TAMPA, Fla. — Games like this were the reason C.J. Spiller stuck around for his senior season.

He very easily could have bolted for the NFL last spring and signed a lofty contract, but he knew there was something missing.
He knew he was leaving Clemson having left some kind of mark, but he didn’t just want to leave a mark. He wanted to leave a legacy.
“(This) is what I wanted to be at; a championship game, and graduating and doing all of that,” he said emotionally as a white towel rested along the game-weary running back’s shoulder pads.
But after watching his final college season end without a win, did he now feel regretful about the decision to return?

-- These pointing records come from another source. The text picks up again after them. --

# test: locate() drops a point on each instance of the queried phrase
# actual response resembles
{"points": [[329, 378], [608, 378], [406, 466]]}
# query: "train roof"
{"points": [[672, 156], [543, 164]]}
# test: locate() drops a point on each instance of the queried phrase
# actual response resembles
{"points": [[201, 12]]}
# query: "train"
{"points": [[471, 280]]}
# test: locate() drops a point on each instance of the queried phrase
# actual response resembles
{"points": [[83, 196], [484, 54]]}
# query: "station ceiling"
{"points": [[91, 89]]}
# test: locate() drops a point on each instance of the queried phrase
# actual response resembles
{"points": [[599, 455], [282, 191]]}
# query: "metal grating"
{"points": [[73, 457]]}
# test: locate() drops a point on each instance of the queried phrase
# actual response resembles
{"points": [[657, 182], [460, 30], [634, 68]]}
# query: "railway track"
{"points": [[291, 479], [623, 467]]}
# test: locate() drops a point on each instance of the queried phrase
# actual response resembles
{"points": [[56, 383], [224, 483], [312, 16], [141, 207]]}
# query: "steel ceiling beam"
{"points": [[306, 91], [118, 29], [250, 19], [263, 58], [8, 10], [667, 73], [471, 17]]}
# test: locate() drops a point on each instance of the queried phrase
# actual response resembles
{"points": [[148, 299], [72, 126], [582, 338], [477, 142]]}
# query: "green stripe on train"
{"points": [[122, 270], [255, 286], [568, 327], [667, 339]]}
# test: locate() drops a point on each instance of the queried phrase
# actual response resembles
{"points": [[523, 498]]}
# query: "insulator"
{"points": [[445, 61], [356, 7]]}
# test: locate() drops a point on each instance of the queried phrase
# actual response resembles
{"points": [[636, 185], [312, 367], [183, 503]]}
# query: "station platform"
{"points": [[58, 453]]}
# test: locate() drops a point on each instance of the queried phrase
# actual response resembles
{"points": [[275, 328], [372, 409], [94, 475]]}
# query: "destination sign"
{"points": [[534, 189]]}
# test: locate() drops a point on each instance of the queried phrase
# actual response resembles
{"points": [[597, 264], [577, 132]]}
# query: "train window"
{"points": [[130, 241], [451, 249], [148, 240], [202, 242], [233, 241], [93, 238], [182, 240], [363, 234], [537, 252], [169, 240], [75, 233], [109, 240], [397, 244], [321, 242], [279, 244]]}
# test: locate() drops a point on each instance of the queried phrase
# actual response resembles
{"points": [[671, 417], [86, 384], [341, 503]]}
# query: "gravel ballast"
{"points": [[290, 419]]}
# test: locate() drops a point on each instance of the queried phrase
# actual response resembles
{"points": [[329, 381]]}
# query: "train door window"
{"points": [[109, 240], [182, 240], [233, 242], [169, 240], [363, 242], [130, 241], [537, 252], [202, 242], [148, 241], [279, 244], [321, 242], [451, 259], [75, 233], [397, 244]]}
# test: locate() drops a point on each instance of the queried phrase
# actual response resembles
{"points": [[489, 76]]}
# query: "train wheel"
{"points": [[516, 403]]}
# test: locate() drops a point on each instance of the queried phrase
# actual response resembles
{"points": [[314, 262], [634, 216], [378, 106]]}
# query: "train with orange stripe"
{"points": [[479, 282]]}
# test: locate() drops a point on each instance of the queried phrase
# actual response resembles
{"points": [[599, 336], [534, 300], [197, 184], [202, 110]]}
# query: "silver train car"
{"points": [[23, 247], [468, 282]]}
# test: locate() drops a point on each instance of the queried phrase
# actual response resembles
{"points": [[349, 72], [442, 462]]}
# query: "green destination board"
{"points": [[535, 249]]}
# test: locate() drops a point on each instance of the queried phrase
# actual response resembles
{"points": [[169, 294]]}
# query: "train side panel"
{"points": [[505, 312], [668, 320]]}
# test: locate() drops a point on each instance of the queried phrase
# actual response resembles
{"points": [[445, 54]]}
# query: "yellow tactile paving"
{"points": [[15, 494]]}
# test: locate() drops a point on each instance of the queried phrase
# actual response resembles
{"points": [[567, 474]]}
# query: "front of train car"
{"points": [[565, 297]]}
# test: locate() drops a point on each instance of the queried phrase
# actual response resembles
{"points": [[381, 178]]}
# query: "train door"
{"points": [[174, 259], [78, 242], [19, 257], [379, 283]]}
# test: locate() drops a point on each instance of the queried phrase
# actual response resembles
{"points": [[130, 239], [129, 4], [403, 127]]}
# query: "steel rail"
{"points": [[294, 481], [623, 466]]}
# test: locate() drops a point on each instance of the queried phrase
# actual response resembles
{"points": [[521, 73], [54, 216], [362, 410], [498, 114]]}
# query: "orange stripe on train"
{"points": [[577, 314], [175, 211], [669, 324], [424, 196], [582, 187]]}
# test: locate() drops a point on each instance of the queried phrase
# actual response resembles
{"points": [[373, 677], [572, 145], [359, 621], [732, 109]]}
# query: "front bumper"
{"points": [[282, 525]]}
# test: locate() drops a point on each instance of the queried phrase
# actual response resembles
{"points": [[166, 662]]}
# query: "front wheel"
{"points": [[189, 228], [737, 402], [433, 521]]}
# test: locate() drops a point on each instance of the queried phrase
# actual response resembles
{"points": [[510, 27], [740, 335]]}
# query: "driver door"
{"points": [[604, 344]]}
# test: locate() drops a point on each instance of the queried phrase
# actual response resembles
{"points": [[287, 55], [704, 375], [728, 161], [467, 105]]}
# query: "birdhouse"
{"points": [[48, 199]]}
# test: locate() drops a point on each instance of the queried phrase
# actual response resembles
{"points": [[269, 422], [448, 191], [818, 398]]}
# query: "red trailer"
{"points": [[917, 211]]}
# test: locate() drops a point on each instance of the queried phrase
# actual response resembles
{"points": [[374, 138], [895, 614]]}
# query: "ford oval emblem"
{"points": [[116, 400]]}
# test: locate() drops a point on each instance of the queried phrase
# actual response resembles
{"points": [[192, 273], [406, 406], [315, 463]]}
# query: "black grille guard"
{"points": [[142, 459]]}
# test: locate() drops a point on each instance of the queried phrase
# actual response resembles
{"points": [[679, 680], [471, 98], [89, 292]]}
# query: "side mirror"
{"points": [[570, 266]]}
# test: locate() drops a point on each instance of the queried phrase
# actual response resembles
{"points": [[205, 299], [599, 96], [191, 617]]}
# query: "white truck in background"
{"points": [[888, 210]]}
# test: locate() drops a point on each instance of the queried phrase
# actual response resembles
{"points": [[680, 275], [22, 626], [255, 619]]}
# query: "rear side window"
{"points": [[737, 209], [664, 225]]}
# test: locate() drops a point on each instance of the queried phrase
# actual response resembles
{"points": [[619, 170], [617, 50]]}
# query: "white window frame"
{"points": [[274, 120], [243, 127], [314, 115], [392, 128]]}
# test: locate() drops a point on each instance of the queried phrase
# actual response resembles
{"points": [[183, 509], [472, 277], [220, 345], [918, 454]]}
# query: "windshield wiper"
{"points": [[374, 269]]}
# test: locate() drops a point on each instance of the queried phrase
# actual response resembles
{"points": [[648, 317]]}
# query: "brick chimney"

“Without a doubt, I’m very glad I came back,” Spiller said.
What was his only regret? Not winning the final conference game of his career.
Playing with the largest of chips on his shoulders Saturday night inside Raymond James Stadium, the tailback all but placed the final heavy stamp on a year that most had expected from him. It was the type of performance that allowed sportswriters to pick him as the ACC championship game’s MVP, even in a losing effort.
Setting numerous conference title-game records and career-highs, he tried to will the Tigers to a victory that might set their program on a course many did not foresee when head coach Dabo Swinney took over a team in shambles following the departure of Tommy Bowden a year ago.
“Hopefully guys can see, even recruits, (that) if you come to Clemson, it’s no layoff; you’re going to compete for championships year-in and year-out,” Spiller said.
Swinney believes that Spiller’s 234-yard, four-touchdown performance will help solidify that.
“I want to congratulate C.J. He left everything he had on the field,” Swinney said.
Much of the emotion Spiller referred to came halfway through the fourth quarter as the would-be conference championship game MVP ran for 54 yards before scoring from nine out several plays later. That final score — his fourth — gave the Tigers only their second lead of the high-scoring game.
The ACC’s lone Heisman candidate, Spiller was awarded the conference’s player of the year and offensive player of the year honors during a banquet in Tampa on Friday.
His preseason Heisman hype was so big that the Clemson sports information department even made a life-size poster of the speedy and elusive running back which it brought to the preseason ACC Media Kickoff.
Just because of who he was and the ability he had alone, Georgia Tech came into the game knowing it would have its hands full trying to shut him down.
“C.J. was making plays,” Georgia Tech B-back Jonathan Dwyer said. “They didn’t give him the ACC player of the year for nothing. He went out there and played a phenomenal game, which is definitely going to help him with the Heisman ballot and things like that.”
For Georgia Tech defensive end Derrick Morgan, who was named the ACC’s defensive player of the year last week, the task of stopping Spiller was extremely challenging.
“Like I’ve been saying all year, when you have a guy of that caliber, you’ve got to try to contain him,” Morgan said. “He’s a really talented player.”
In addition to running for scores of 36 and 41 yards, Spiller’s legend was increased Saturday for the sheer fact that he even left the game with an apparent foot injury in the second half.
Returning from the locker room after missing part of one series, he continued to pile onto his monster day.
Entering the game, he had been nursing a turf foe injury for much of the year.